The far acre garden consists of the last acre of land we bought. There is a large vegetable garden, a native plant garden, apple trees, roses, peonies and “the hill” that I am currently landscaping with plants such as phlox, bee balm, yarrow, hydrangea and hosta. I have the space up there to also grow numerous trees, shrubs, ornamental grasses and bamboo – and I’m doing just that. Much of the ground is covered in moss under the large maple trees and I find that attractive and soothing. There are places to sit up there right next to the large pasture area. Figuring out what will grow up there isn’t always easy since the plants need to be fairly drought tolerant once they are established, but landscaping this area is certainly fun.
Another view of the large vegetable garden. The area in front of the vegetable garden, right at the front of the photo, contains 13 roses and some strawberry plants.
This is another view of the large vegetable garden. The tall plants are Hawaiian giger.
This is the large vegetable garden. You can see the row of young cannas, an orange tree, and edible bananas.
This is the long view of the hill. I still have a lot of room to plant.
This area of the hill was very shady, so I planted hosta, daylilies, tulips and peonies.
These plants are actually growing on a hill. The hill was too steep to mow with a riding lawn mower, so we decided to landscape it. At the top of the hill is tall purple phlox. The next several rows are various colors of bee balm. The bottom three rows consist of various colors of yarrow. In between the rows are tulips and daffodils.
This garden is home to a mix of various colored peonies, lilies, two pink buddelia and two Clematis ‘Sapphire Indigo.’ The clematis blooms continually and has a dark purple flower. It grows to a height of 36″ and is best used as a ground cover.
I grew this pink and white striped peony from seed. I really like the way it looks.
I love this coral colored peony.
This shot shows most of the native plant garden, although three of the corners are chopped off. I added tulips and daffodils along with a few crocus for early spring color. Other plants in this garden include hollow joe-pye weed (Eupatorium fistulosum), New York Ironweed (Veronica noveboracensis), Broomsedge grass (Andropogon virginicus), Big Bluestem grass (Andropogon geradii), Ruby Spice Summersweet (Clethera alnifolia ‘Ruby Spice’), Amsonia, Purple Love grass (Eragrostis spectabilis), Dwarf Crested Iris, Smooth Penstemon (Penstemon digitalis), Cutleaf Coneflower (Rudbeckia laciniata), Tussock Sedge (Junica tussock), Geranium ‘Blue Rush,’ Heucherella ‘Buttered Rum,’ Leucanthemum ‘Freak!,’ Heuchera ‘Dolce Blackberry Ice,’ and Heucherella x Rosalie.
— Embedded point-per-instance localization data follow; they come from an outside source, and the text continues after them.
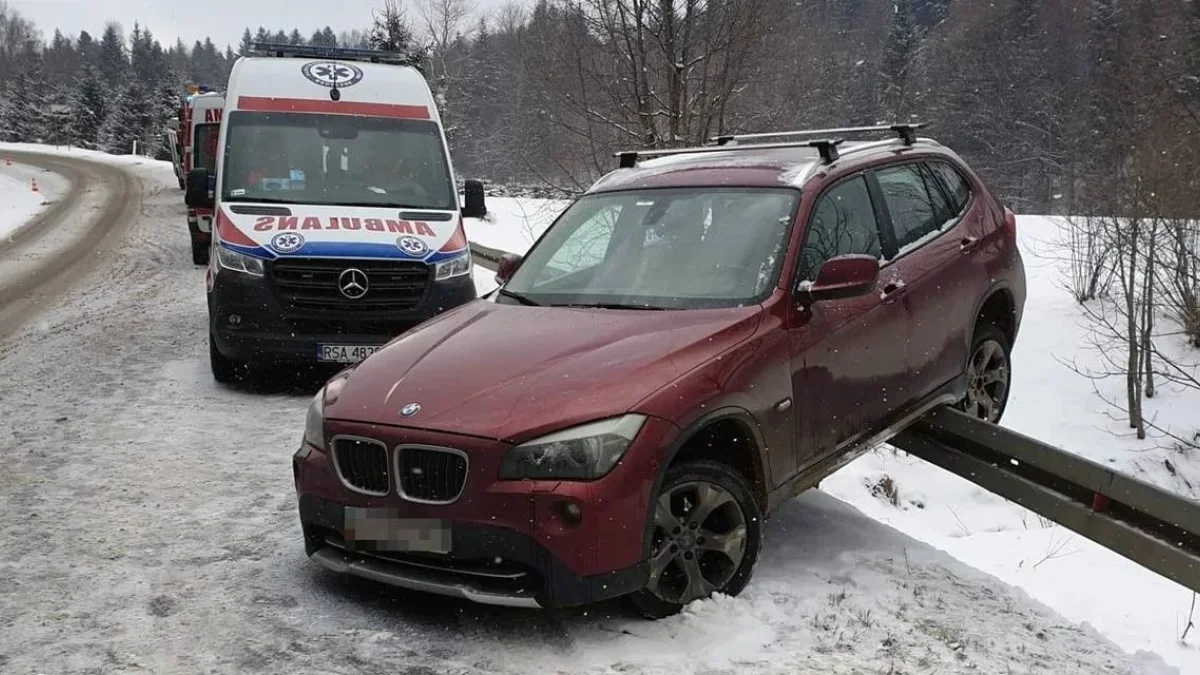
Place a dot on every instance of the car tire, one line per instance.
(225, 370)
(199, 252)
(682, 548)
(989, 374)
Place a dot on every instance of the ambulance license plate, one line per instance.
(383, 530)
(345, 353)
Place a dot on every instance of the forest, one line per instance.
(1051, 100)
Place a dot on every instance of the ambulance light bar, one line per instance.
(331, 53)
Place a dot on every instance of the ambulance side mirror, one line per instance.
(198, 195)
(473, 204)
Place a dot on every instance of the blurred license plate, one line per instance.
(345, 353)
(382, 530)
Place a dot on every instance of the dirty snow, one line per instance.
(150, 526)
(18, 202)
(1086, 583)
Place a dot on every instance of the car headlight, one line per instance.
(581, 453)
(234, 261)
(456, 266)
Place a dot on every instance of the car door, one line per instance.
(847, 356)
(935, 240)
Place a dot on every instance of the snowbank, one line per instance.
(18, 202)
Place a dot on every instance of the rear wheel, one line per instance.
(989, 375)
(225, 370)
(707, 533)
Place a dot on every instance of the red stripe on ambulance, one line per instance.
(267, 223)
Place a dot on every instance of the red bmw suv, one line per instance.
(701, 336)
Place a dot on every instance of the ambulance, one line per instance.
(202, 127)
(337, 222)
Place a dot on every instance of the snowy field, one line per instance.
(18, 202)
(1086, 583)
(150, 525)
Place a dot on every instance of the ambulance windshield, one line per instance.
(336, 160)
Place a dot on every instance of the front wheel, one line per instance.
(989, 375)
(707, 533)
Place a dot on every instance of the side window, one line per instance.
(955, 185)
(843, 222)
(915, 202)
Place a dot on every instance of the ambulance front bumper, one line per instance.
(249, 321)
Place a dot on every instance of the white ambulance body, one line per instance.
(337, 221)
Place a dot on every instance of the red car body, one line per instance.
(781, 390)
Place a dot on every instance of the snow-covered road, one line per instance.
(149, 526)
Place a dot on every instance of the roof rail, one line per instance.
(907, 132)
(331, 53)
(827, 147)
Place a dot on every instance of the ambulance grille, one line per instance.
(307, 285)
(361, 465)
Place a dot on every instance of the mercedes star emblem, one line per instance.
(353, 284)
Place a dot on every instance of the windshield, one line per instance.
(669, 249)
(204, 147)
(324, 159)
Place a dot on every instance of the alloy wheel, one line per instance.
(988, 378)
(700, 541)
This is another photo of the native plant garden. The rocks in the birdbath allow small insects and butterflies to get water without drowning. There are numerous plants in this photo including ornamental grass, amsonia, heuchera, perennial geranium, tulips, daffodils and daisies. In the background you see a variegated lilac and a row of peonies.
This is yet another shot of the native plant garden. There is smooth penstemon, crested iris, amsonia, ornamental grass, tulips, daffodils, heuchera, perennial geranium and daisies in this photo.
This is another shot of the native plant garden. I added some daisies, heuchera and perennial geraniums this year. You also see amsonia, lupine, ornamental grass, tulips, daffodils, joe-pye weed, crested iris and summersweet.
This garden contains many native, deer-proof plants as well as a few non-native plants. In this picture you see perennial geranium, tulips, daffodils, amsonia, lupine, joe-pye weed, New York Ironweed and cutleaf coneflower.
This is Amsonia – commonly known as blue star. It is a native plant.
These are pumpkin and corn seedlings. They too are growing very fast this year due to the large amount of rain we are receiving. They are planted so close together to discourage wildlife, especially racoons, which are a problem. The colored yarn is intended to mark the rows and discourage wildlife as well. I have attached tiny bells to the strings. I am also making dancing garden mirrors which will reflect light and help to discourage wildlife.
Pole bean seedlings. They are growing exceptionally fast this year. I credit that to the large amounts of rain we are receiving.
Dianthus. I simply love these plants. Both of these varieties are fragrant.
This is Geranium ‘Blushing Turtle.’ It is a perennial here in Indiana.
This did not turn out to be the rose I purchased. I like it anyway, thus it will remain.